Originally posted by: Atreus21
Originally posted by: Cerpin Taxt
Why is everyone avoiding the fact that waivers to bodily rights must be explicit? Do you realize that this whole debate is rendered irrelevant because of that?
What are bodily rights?
I dunno, you tell me. Do you believe a fertilized egg is a person?. Do you believe there should be laws passed that say so?. There is a
ballot initiative in Colorado that would define a fertilized egg as a person, I was hoping that I'd been fooled by an Onion headline.
I don't know if people will consider the ramifications of making of such thing a law. Fertilized eggs often fail to implant, for one thing, and pregnancies often miscarry. Will women be prosecuted for manslaughter under Colorado's new law for having miscarriages? Will there be a corps of sanitary pad inspectors to determine whether heavy, late periods are early miscarriages or just random occurrences?
What about pregnant women who smoke? Will they be taken into protective custody to prevent harm to the fetus? How about those who don't take their prenatal vitamins regularly or get enough exercise?. Perhaps the state of Colorado should just declare women to be walking, talking uteruses and be done with it.
If a fertilized egg is a person, can you imagine the havoc that will be created? I mean, how do you count people for censuses and congressional districts and various statistics, since one can never know exactly how many "people" there are?
Do all women get to file for tax exemptions for "children," even if the "child" never implanted and got flushed down the toilet on a tampon? How many "children" can a woman file for in a year?
How will the state file legal documents (normally called birth certificates) to ascertain the citizenship of fertilized eggs? How will the state file death certificates? Will all women be required to send in their pads and tampons for testing, to ensure that no "people" were conceived and died? Will a woman who had a "person" show up on her tampon be investigated for murder?
If a fertilized egg has actual due process rights, then it's going to be awfully difficult for pregnant women to be arrested, tried or imprisoned. If you imprison the woman, you've imprisoned this other "person" without due process. So you'd need to have a proper trial for the egg, too. Furthermore, it would need a lawyer to be appointed, and its lawyer would probably want to make sure the egg's trial was severed from the trial of the woman whose womb is about to go to prison.

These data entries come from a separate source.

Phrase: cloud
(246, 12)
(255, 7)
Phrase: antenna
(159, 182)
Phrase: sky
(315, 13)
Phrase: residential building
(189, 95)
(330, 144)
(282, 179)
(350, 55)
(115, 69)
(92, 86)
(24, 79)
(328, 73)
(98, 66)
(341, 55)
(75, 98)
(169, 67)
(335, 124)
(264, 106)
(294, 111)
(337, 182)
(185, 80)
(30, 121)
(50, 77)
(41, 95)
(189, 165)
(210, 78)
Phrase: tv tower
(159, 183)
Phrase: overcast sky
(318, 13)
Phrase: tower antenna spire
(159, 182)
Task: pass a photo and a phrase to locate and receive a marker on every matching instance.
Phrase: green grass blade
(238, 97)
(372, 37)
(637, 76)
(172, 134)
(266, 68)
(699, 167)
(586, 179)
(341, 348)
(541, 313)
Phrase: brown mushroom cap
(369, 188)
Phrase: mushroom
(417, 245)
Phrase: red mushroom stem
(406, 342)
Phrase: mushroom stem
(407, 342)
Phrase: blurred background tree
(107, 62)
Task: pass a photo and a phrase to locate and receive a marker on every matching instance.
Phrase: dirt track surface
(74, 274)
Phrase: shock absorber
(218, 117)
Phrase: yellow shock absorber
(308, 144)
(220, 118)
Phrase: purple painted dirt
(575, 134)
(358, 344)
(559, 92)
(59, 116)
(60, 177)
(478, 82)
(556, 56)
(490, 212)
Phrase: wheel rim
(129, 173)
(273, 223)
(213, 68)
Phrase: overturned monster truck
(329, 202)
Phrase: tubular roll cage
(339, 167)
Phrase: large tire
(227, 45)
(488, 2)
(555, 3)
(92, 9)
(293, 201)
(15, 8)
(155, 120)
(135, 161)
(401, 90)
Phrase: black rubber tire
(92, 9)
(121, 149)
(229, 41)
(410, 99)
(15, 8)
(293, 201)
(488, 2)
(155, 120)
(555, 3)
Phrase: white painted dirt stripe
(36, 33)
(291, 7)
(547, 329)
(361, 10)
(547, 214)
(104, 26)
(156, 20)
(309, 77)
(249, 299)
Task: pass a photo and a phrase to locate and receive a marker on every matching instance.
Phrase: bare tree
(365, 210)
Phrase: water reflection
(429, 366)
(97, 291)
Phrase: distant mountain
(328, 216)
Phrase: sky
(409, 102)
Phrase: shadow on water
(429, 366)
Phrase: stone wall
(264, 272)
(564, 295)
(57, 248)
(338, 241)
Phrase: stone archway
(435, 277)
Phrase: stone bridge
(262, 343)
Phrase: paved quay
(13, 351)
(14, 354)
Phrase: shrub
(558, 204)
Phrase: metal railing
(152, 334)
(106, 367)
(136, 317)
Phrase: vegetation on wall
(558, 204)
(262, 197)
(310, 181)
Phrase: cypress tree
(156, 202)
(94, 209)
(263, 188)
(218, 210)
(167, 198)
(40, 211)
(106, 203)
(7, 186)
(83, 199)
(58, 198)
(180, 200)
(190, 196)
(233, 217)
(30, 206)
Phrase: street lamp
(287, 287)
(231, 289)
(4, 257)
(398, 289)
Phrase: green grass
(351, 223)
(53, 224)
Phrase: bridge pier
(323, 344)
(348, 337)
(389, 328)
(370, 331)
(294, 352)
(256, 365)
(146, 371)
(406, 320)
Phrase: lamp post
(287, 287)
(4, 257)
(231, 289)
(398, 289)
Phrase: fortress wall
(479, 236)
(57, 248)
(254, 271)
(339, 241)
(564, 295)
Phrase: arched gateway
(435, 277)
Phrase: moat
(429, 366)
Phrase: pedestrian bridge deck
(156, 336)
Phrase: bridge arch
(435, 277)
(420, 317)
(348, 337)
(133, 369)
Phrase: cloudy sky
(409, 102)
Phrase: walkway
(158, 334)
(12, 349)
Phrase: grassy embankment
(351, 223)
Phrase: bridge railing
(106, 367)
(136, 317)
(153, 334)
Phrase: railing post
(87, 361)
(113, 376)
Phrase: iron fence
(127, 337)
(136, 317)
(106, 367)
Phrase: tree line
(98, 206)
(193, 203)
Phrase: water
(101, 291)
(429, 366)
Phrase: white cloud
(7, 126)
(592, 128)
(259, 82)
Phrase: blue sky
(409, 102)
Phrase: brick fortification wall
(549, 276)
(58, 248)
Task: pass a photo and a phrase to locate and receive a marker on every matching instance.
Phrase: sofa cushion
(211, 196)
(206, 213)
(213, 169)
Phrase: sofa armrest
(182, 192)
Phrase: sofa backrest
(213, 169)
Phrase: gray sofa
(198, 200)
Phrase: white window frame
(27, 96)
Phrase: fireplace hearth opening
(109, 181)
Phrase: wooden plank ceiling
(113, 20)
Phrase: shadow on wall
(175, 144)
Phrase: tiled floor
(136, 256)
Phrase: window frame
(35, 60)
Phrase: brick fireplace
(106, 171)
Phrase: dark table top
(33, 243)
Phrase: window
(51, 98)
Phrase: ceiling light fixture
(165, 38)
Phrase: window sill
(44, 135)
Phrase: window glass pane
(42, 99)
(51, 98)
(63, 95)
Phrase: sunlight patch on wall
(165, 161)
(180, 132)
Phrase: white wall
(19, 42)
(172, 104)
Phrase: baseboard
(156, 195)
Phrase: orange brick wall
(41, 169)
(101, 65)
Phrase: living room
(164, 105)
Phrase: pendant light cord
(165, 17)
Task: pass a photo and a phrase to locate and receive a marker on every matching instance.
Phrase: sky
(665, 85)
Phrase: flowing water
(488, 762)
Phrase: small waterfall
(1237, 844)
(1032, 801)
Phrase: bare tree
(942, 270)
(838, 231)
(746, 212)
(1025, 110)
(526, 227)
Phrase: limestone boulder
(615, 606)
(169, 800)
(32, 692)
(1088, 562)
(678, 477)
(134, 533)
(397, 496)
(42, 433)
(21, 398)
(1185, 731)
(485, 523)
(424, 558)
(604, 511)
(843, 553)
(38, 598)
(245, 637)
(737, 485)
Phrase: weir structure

How about inheritance? If grandpa dies leaving money to his grandchildren, to be divided equally, does a fertilized egg inherit on equal terms with the grandchildren who have already been born? If so, how do you prove that the egg was fertilized before Grampa's death, not after?
Someone may believe that a person is created at fertilization, but it's patently ridiculous for the government to behave as though that's the case. And that's excluding the fact that the debate over when a potential person becomes an actual person is a religious or philosophical debate, and thus the government should butt out. This smells, sounds and looks like a ballot initiative designed solely to get right wing nutcases out to vote in a swing state.